Use single-character delimiters in KEYVALUE

The KEYVALUE(content, keyValueSplit, keySplit, keyName) function performs about 30% faster when keyValueSplit and keySplit are single characters such as : or ,. With single-character delimiters, the engine searches for the target key directly in binary data without parsing the entire input.

LIKE operator patterns

PatternMatchesExample
LIKE 'xxx%'Starts with xxxLIKE 'order%'
LIKE '%xxx'Ends with xxxLIKE '%_id'
LIKE '%xxx%'Contains xxxLIKE '%error%'
LIKE 'xxx'Exact match (equivalent to = 'xxx')LIKE 'active'

Escape underscores: The underscore (_) is a single-character wildcard in SQL. To match a literal underscore, use an escape character:

LIKE '%seller/_id%' ESCAPE '/'

Without escaping, LIKE '%seller_id%' also matches seller#id, sellerxid, seller1id, and other unintended strings.

Avoid regular expressions

Regular expressions can be 100x slower than arithmetic operations and may enter infinite loops in edge cases, blocking deployments. Use LIKE instead when possible.

For cases that require regular expressions, see REGEXP and REGEXP_REPLACE.

SQL hints

SQL hints let you influence the optimizer's execution plan, attach metadata or statistics, and configure Dynamic Table Options on a per-table basis.
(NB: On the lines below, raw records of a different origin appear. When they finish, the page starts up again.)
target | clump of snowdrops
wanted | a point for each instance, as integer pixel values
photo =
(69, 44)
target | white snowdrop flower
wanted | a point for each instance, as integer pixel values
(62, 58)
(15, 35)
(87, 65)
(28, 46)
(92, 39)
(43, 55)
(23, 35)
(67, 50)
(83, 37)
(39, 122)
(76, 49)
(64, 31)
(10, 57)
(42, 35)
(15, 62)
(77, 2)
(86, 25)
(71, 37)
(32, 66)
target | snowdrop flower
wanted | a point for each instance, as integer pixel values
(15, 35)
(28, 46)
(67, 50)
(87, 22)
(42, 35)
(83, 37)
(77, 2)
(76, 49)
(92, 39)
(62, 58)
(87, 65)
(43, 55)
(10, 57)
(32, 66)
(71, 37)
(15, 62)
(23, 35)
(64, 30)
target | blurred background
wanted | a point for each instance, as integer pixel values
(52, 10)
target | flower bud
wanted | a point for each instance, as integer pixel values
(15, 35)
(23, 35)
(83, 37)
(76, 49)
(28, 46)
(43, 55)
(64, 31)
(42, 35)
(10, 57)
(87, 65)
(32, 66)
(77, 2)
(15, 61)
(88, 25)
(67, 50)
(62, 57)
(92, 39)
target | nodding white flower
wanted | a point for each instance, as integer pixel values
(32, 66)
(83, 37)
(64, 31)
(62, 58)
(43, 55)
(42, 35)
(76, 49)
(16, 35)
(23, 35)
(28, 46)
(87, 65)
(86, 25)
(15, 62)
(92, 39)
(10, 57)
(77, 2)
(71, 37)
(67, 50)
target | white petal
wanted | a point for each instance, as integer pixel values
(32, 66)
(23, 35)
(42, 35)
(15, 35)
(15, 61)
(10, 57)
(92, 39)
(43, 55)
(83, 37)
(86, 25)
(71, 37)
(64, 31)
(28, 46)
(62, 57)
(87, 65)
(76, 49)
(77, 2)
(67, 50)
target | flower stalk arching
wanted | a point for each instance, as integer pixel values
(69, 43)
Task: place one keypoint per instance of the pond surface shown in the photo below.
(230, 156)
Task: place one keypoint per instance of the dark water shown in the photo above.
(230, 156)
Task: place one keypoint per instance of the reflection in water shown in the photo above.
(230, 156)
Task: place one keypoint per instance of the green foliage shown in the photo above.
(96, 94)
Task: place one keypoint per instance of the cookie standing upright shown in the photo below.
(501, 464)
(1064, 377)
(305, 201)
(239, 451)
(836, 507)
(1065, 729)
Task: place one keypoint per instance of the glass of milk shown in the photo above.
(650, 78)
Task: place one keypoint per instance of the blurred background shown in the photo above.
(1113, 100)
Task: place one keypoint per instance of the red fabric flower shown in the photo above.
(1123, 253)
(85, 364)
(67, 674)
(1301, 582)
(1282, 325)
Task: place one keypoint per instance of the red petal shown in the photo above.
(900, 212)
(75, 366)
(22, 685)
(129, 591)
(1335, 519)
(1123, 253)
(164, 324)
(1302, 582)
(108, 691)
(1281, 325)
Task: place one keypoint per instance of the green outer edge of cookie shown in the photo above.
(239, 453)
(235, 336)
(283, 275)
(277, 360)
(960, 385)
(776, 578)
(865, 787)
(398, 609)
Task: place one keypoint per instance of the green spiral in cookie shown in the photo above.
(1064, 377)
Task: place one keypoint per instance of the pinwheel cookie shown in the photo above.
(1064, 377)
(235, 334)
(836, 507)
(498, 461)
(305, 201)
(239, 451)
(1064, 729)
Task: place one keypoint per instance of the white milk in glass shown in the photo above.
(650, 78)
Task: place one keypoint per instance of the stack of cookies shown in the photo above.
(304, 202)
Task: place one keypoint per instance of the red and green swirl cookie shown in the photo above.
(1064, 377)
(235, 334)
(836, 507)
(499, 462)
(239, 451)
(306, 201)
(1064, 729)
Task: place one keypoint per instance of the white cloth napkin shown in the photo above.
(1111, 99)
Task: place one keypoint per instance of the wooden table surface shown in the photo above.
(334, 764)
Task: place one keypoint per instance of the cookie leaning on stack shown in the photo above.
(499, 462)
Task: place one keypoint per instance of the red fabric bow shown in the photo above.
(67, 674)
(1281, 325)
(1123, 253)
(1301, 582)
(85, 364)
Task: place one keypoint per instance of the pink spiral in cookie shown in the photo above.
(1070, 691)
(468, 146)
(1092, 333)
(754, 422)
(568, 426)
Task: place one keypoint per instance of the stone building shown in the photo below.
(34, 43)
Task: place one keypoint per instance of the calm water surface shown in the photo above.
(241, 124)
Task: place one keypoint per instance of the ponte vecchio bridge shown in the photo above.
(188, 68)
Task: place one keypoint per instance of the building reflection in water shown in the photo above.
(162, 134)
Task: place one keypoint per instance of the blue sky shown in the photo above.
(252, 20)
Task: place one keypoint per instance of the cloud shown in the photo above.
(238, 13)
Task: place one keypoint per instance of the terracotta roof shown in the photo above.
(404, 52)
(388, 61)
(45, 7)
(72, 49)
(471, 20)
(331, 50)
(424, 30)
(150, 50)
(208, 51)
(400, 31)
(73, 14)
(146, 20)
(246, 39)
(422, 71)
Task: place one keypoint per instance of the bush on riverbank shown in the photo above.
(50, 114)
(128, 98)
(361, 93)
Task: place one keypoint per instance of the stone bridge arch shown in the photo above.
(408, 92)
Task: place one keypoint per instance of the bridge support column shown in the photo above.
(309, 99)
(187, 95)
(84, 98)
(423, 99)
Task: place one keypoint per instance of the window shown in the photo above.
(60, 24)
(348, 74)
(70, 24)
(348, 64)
For more information about SQL hints, see SQL hints.

Syntax

The syntax follows Apache Calcite SQL:

SELECT /*+ hint [, hint ] */ ...

-- Where:
-- hint:       hintName(hintOption [, hintOption]*)
-- hintOption:  simpleIdentifier | numericLiteral | stringLiteral

Join hints

Query hints are a type of SQL hints that modify the execution plan within the current query block. Flink query hints currently support only join hints for both dimension table joins and regular joins.